A DUVIDA - 56º. fascículo

(continuação)

Maria do Céu fitou-me, interrogativamente, todo o tempo, com uma sombra de súbita incompreensão a unir-lhe as sobrancelhas. Que bicho me mordera, para provocar em mim tão súbita mudança? Só desviou o olhar, cravando-o num cacto qualquer a espreitar da areia por detrás de mim, quando, com a voz trémula de emoção disfarçada, lhe perguntei, como se fosse a primeira vez, aonde tinha ido na quarta-feira à noite.
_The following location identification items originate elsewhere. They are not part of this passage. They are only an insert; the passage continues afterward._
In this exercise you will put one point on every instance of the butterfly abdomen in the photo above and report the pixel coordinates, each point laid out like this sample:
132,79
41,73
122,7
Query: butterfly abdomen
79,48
Senti um arrepio de pânico a transformar em espinhos a penugem dos seus braços, de toque aveludado e excitante. Mesmo assim, insistiu. Ao cinema, ao Rivoli. Até encontrara a Sueli e tinham as duas ido, depois do cinema, já mo tinha dito, à Regaleira, comer qualquer coisa. De que tinham falado? Já não se lembrava bem, não era seu hábito reter pormenores de conversas banais. Deviam ter falado do tempo antigo, eu sabia como era, tanto tempo sem se verem! Se, quando chegara, não tinha falado nisso, só por esquecimento. Evidentemente, o nosso relacionamento também tinha vindo à baila. Aliás, Sueli tinha-se mostrado extremamente curiosa a esse respeito, agora se lembrava! Mas que raio de insistência a tua! Se eu soubesse que ias ser tão curioso, tinha anotado tudo num papel. Além disso, é assim tão importante, para ti, o que eu faço quando não estás por perto?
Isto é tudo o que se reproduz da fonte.